Over the next few weeks, Mayor Gavin Newsom will be inviting San Francisco’s largest 1,500 businesses to join the Solar Founders’ Circle.
He says that in total these businesses have the potential to install 170 megawatts of solar power on their roofs, more than 30 times the amount of solar power currently installed across San Francisco, and enough to power 42,000 local households.
30,000 square feet of solar photovoltaic panels
top the roof of the Moscone Convention
Center in downtown San Francisco.
(Photo courtesy SunPower)
“San Francisco has a unique opportunity to lead the nation, and our city and businesses are up to the challenge. We have already launched an aggressive 10-year incentive program to lower the costs of solar for everyone,” said Mayor Newsom.
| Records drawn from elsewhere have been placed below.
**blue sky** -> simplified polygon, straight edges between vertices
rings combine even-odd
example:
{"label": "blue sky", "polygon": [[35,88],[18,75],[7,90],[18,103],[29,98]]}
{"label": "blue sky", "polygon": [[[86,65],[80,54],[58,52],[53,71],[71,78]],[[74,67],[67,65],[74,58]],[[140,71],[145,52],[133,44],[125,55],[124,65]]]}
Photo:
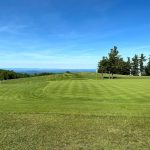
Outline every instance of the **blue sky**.
{"label": "blue sky", "polygon": [[149,0],[0,1],[0,68],[96,68],[114,45],[150,54]]}

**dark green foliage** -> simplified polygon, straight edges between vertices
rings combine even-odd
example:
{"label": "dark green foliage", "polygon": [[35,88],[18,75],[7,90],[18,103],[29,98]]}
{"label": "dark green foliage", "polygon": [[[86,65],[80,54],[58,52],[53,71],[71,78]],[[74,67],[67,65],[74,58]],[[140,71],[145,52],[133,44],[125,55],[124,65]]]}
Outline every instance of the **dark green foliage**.
{"label": "dark green foliage", "polygon": [[135,54],[135,56],[132,58],[132,74],[133,75],[138,75],[139,73],[139,60],[138,60],[138,55]]}
{"label": "dark green foliage", "polygon": [[150,58],[149,58],[147,66],[145,67],[145,72],[146,72],[146,75],[150,75]]}
{"label": "dark green foliage", "polygon": [[111,49],[108,57],[103,57],[98,63],[99,73],[109,73],[112,74],[130,74],[130,62],[125,62],[123,58],[120,57],[117,47],[114,46]]}
{"label": "dark green foliage", "polygon": [[141,54],[140,59],[139,59],[139,65],[140,65],[140,72],[141,74],[144,74],[145,67],[144,67],[144,62],[146,61],[146,56],[144,54]]}
{"label": "dark green foliage", "polygon": [[150,74],[150,63],[148,66],[144,66],[144,62],[146,61],[146,57],[144,54],[141,54],[140,57],[135,54],[135,56],[130,59],[127,58],[127,61],[124,61],[123,58],[120,57],[119,51],[117,47],[114,46],[111,49],[108,57],[103,57],[102,60],[98,63],[98,73],[108,73],[113,74],[122,74],[122,75],[134,75],[134,76],[141,76],[141,75],[149,75]]}

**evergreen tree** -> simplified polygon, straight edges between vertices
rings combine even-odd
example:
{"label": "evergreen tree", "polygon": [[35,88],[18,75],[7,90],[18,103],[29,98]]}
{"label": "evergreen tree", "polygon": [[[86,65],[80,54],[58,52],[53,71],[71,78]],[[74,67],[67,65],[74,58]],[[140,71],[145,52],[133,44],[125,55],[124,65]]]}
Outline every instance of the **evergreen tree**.
{"label": "evergreen tree", "polygon": [[146,75],[150,75],[150,56],[149,56],[149,61],[147,63],[147,66],[145,67],[145,72]]}
{"label": "evergreen tree", "polygon": [[132,58],[132,74],[138,75],[139,73],[139,60],[138,55],[135,54],[135,56]]}
{"label": "evergreen tree", "polygon": [[140,73],[141,75],[144,73],[144,62],[146,61],[144,54],[141,54],[140,59],[139,59],[139,65],[140,65]]}

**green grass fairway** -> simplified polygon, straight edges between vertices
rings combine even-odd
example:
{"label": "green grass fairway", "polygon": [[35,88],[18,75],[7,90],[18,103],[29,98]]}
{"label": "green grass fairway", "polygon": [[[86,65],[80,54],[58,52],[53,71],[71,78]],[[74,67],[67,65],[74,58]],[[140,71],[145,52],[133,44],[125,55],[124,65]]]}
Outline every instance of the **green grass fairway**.
{"label": "green grass fairway", "polygon": [[65,74],[0,83],[0,149],[150,148],[150,78]]}

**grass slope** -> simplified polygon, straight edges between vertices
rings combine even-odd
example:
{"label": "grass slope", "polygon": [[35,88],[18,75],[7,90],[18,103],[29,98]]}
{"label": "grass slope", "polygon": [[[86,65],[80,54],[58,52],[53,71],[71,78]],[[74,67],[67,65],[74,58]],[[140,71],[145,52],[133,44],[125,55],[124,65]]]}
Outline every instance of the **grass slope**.
{"label": "grass slope", "polygon": [[1,149],[149,149],[150,78],[59,74],[0,84]]}

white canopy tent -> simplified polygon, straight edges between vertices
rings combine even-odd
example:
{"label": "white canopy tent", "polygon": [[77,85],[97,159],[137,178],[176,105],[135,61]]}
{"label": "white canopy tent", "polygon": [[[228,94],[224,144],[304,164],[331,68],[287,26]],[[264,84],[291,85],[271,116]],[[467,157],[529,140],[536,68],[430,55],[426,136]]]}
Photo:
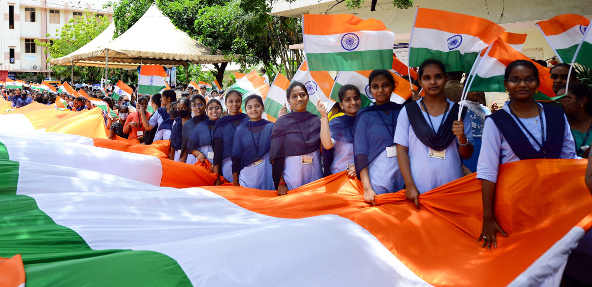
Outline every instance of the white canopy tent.
{"label": "white canopy tent", "polygon": [[53,59],[53,65],[134,68],[140,64],[165,67],[229,62],[229,57],[192,39],[178,29],[153,5],[124,33],[113,39],[111,23],[99,35],[70,54]]}

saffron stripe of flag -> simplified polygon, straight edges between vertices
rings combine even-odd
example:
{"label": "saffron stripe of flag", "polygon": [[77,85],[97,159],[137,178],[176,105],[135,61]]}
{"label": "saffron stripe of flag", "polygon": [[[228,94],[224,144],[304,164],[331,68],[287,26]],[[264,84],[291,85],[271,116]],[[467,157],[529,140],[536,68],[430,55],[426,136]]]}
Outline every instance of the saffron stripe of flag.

“Now we’re offering businesses free solar assessments and energy efficiency audits to lower the barriers even further. I’m asking our business leaders to ramp up our efforts to build the city’s renewable energy portfolio and slash our carbon footprint.”
The Solar Founders’ Circle program is funded in part by a $200,000 grant from the U.S. Department of Energy’s Solar America Cities initiative, and in part by the city.
“Solar America City partnerships are helping our nation address two of the most pressing challenges we face: Improving our energy security and combating global climate change,” said John Lushetsky, the U.S. Department of Energy’s Solar Program manager.
Mayor Newsom has set a goal for businesses to install five megawatts of solar electricity by September 2009. If this target is met, it would double San Francisco’s current solar generation.
All businesses that install solar in the next year will be invited to join the Solar Founders’ Circle.
Applications for new solar installations have quadrupled since GoSolarSF, San Francisco’s solar rebate incentive program, was launched in July.
“Today, we have proof that if you give people the incentives to install solar panels on their home or business, they will do it,” said the mayor. “And not only does this mean we’re sending energy back into the grid, it means we’re also creating the green collar jobs that this country desperately needs to eliminate our dependence on foreign oil.”
Sixteen solar installation companies have hired or will hire graduates of workforce development programs for solar installation jobs. When they do, they can offer the $6,000 rebate to local homeowners.
Seven local workforce development programs have been approved by the Office of Economic and Workforce Development for placing workers into solar companies.
Five companies already have been fully certified because they have already hired graduates of workforce training programs. These companies deserve credit for stepping up early to ensure that GoSolarSF creates green collar jobs. They are: Borrego Solar, Luminalt, Solar City, Sun Light & Power, and Sungevity.